Chapitre 105

Jared quitte le canapé et se dirige vers moi. Instinctivement, je serre les poings et la mâchoire.

- On se détend. Maintenant que tu as fait ce que je t'ai demandé, je n'ai plus de raison de jouer au méchant. Allez, on y va. On n'est pas en avance.

Il me tend une main que je refuse. Je vais devoir le suivre, mais pas question de lui être agréable pour autant. Je me plante devant la porte d'entrée et attend qu'il daigne sortir pour refermer derrière moi. Un sourire narquois accroché aux lèvres, il se dirige vers le couloir d'un air nonchalant. Il a gagné, il le sait et il en est fier. J'ai envie de l'étrangler mais malheureusement pour moi, je ne fais pas le poids. Je le suis dans l'ascenseur et garde une distance de sécurité.

- Arrête de faire la tête, Michelle. Tu verras, tu vas apprécier cette soirée.

- Ben voyons. Ce n'est pas comme si tu me l'avais imposée.

Il soupire d'exaspération et enfonce les mains dans ses poches. Les portes s'ouvrent et je le suis sans broncher. Il m'ouvre la portière dans un geste de galanterie mal placée. Je ne sais pas à quoi il joue, mais il m'agace fortement. Je m'installe après lui avoir adressé un regard noir. Il n'en tient pas compte et me rejoint. Le trajet se fait dans le silence. Ça n'a pas l'air de le gêner et moi ça me permet de retrouver un semblant de sérénité. Nous arrivons bientôt à une villa accrochée à flanc de colline. Un grand portail en défend l'entrée. Jared ne vit de toute évidence pas dans la pauvreté. Mon petit appartement fait ridicule à côté. Il gare sa voiture devant l'entrée et vient m'ouvrir. J'avoue avoir bugué quelques secondes devant l'architecture des lieux. C'est absolument stupéfiant.

- C'est magnifique !

- Oui, je sais. Elle m'a coûté un max mais elle en valait la peine.

Une immense maison d'architecte de plain-pied, parfaitement intégrée à la nature sauvage des environs. Elle s'y fond avec grâce, sans pour autant négliger un côté moderne et élégant. Si je m'écoutais, j'irais toucher les pierres de parement de la façade pour confirmer mon intuition.
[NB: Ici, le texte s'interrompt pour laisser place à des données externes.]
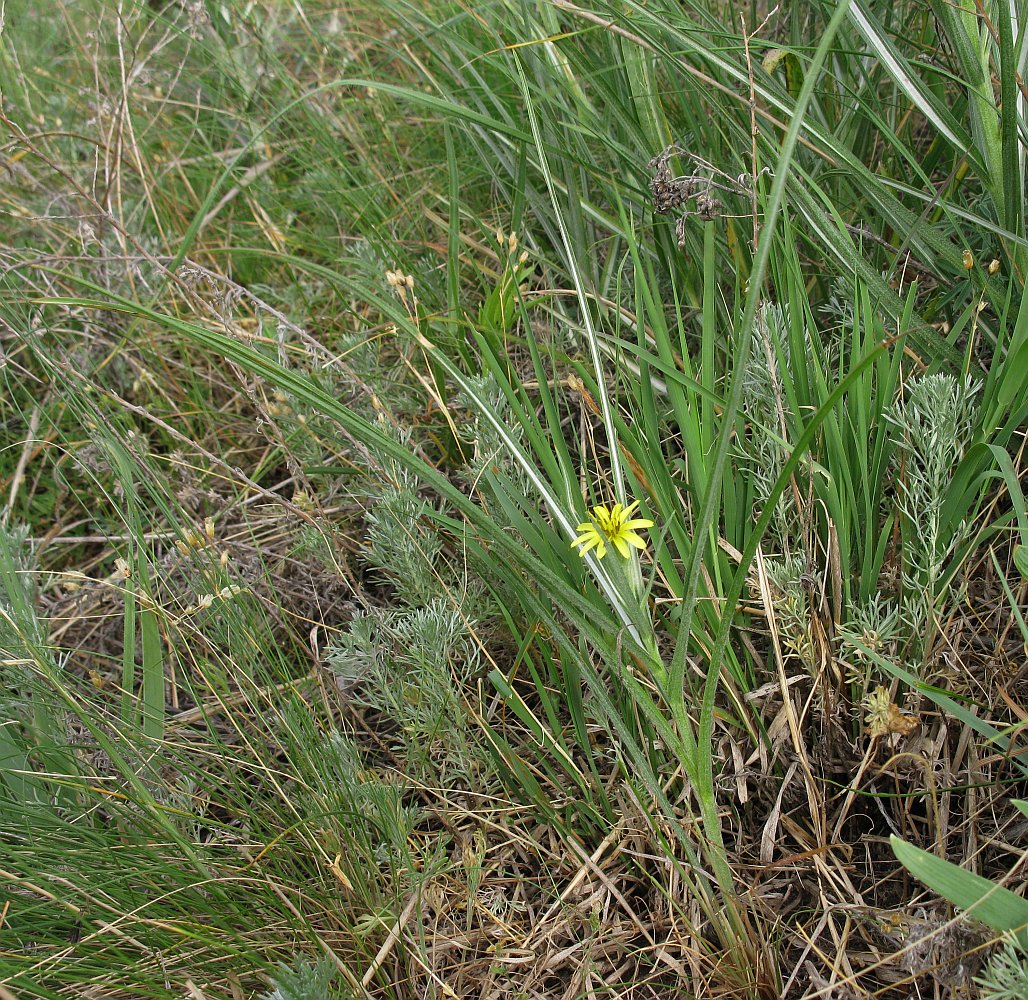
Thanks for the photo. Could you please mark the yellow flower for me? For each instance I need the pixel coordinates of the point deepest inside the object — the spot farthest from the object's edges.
(615, 526)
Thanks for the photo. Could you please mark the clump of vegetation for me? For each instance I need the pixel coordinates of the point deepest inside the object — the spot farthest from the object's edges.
(524, 501)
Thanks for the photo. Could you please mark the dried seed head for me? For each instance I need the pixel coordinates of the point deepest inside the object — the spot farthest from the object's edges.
(668, 192)
(707, 207)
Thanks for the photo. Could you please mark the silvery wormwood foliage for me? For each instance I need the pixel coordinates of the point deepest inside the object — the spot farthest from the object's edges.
(935, 423)
(411, 666)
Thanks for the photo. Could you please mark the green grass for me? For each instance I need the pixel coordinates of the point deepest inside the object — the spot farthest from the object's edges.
(324, 328)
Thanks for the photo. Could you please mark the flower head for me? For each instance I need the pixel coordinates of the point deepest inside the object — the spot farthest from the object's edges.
(611, 526)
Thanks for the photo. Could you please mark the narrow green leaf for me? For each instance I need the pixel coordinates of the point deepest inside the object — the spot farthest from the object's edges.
(996, 906)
Je suis sûre que ce sont des pierres de la région taillées pour donner un effet camouflage encore plus prononcé.

- Je savais que tu apprécierais. Tu as l'œil pour ce genre de choses.
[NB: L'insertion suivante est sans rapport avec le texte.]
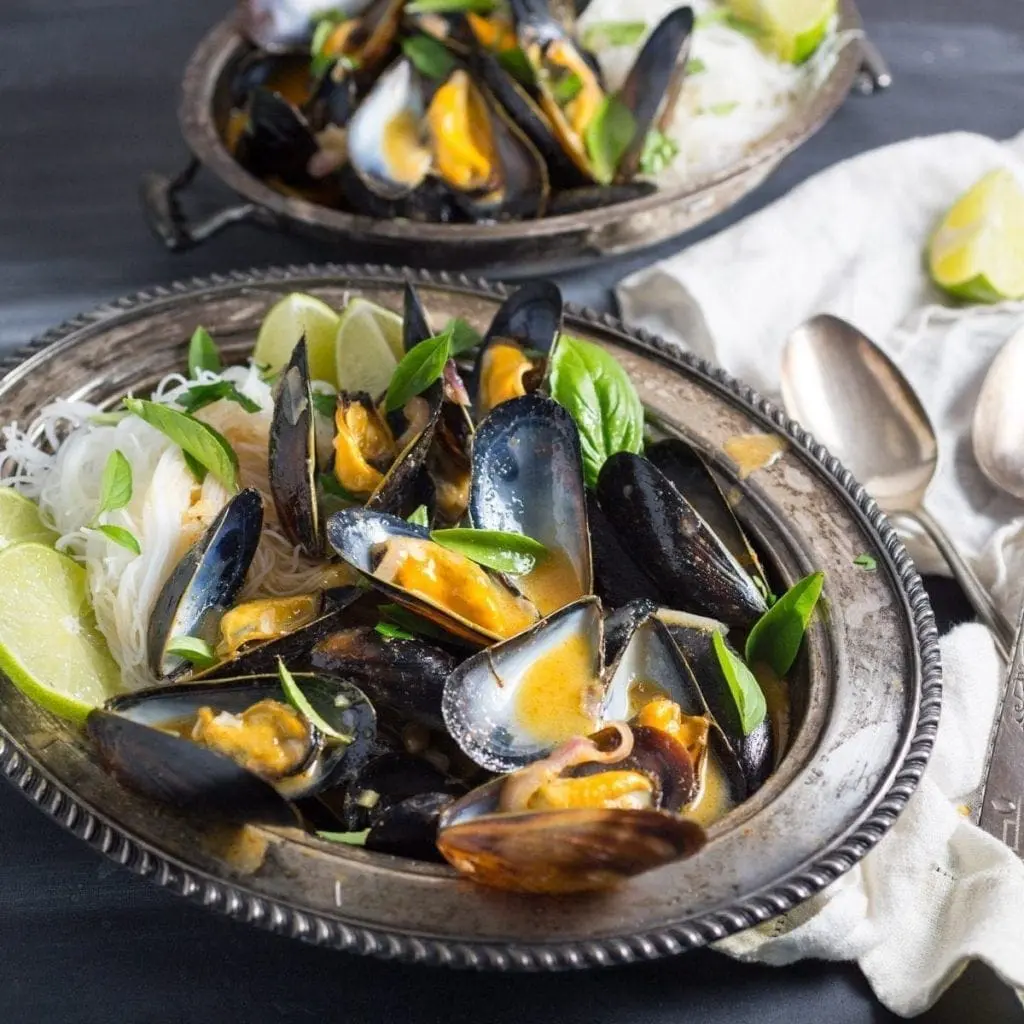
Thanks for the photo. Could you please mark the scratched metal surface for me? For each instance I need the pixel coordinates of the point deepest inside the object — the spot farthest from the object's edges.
(87, 93)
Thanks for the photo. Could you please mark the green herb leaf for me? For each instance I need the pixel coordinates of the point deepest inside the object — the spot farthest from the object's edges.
(658, 153)
(743, 687)
(203, 353)
(421, 517)
(301, 704)
(600, 396)
(200, 395)
(451, 6)
(116, 484)
(195, 650)
(206, 446)
(512, 553)
(777, 634)
(599, 35)
(120, 536)
(391, 632)
(565, 89)
(420, 367)
(349, 839)
(429, 56)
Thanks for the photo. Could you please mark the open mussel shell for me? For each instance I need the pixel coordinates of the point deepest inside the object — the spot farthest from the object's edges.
(527, 478)
(181, 774)
(493, 706)
(677, 549)
(293, 456)
(205, 583)
(338, 702)
(407, 676)
(361, 537)
(693, 479)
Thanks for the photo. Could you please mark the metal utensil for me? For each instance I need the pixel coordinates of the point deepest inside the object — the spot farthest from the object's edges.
(854, 399)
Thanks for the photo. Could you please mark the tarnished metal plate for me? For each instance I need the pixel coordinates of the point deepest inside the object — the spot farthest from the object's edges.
(866, 695)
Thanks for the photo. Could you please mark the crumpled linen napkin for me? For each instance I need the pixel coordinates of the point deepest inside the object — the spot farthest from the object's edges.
(936, 892)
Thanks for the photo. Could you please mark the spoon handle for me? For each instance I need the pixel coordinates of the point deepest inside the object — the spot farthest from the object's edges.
(980, 599)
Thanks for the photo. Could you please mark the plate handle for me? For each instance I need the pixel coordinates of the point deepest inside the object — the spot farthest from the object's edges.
(166, 217)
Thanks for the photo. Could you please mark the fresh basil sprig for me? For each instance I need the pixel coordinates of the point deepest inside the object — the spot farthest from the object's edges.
(511, 553)
(420, 367)
(777, 635)
(206, 446)
(203, 352)
(607, 136)
(742, 685)
(600, 396)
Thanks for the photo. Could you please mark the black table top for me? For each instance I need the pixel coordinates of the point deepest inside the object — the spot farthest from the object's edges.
(87, 96)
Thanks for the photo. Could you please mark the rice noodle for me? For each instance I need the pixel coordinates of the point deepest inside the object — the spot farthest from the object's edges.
(58, 461)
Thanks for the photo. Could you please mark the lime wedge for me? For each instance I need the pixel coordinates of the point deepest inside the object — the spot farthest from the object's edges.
(792, 30)
(977, 253)
(285, 325)
(50, 646)
(368, 347)
(19, 520)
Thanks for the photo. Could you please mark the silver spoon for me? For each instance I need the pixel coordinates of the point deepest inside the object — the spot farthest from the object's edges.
(854, 399)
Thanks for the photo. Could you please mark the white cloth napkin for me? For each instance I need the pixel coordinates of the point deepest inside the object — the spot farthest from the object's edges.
(937, 892)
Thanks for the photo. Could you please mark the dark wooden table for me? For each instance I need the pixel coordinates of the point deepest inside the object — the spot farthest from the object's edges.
(87, 97)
- J'avoue que je suis curieuse.

- Je te ferais visiter plus tard si tu veux. Mais pour l'instant, on est attendu.

Sans me le demander, il glisse ma main sous son bras et m'entraîne à l'intérieur. Je suis bien trop subjuguée par l'endroit pour protester.
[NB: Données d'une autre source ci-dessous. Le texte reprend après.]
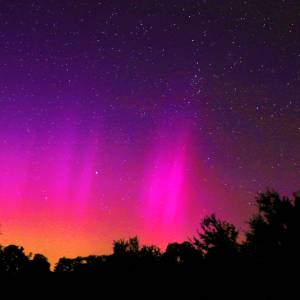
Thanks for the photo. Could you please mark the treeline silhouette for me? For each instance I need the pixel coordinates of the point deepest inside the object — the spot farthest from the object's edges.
(271, 242)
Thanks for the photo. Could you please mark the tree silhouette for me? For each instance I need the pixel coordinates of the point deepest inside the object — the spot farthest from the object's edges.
(13, 259)
(216, 239)
(274, 230)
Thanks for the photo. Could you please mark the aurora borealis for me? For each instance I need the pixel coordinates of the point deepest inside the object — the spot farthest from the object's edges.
(122, 118)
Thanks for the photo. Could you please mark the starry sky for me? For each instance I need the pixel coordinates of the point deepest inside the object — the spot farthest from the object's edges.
(122, 118)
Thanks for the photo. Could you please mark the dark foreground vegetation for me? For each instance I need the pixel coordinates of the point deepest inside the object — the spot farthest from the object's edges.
(270, 248)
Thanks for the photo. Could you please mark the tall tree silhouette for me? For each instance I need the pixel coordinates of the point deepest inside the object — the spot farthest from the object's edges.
(216, 239)
(274, 230)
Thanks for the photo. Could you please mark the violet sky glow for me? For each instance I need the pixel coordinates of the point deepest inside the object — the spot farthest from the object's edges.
(121, 118)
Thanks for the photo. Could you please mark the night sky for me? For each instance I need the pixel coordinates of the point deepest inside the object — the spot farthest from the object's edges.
(122, 118)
- Jared ! On se demandait ce que tu faisais !

Un homme d'une quarantaine d'années vient d'interpeller le propriétaire de ce petit bijou architectural et le gratifie d'une accolade virile. Je me suis mise légèrement en retrait et les observe. L'échange a l'air amicale, presque vrai. Mais avec Jared, tout est relatif.

- Alors où t'étais-tu éclipsé ?

- J'étais allé chercher ma designer.

- Ah ! la fameuse Mademoiselle Muller dont tu n'arrêtes pas de chanter les louanges. Enchanté, Mademoiselle.

Il me prend la main et la sert délicatement. Mes sourcils se sont levés d'étonnement. Comment ça, il a parlé de moi et de mon travail ? Depuis quand Jared est-il aussi... altruiste ?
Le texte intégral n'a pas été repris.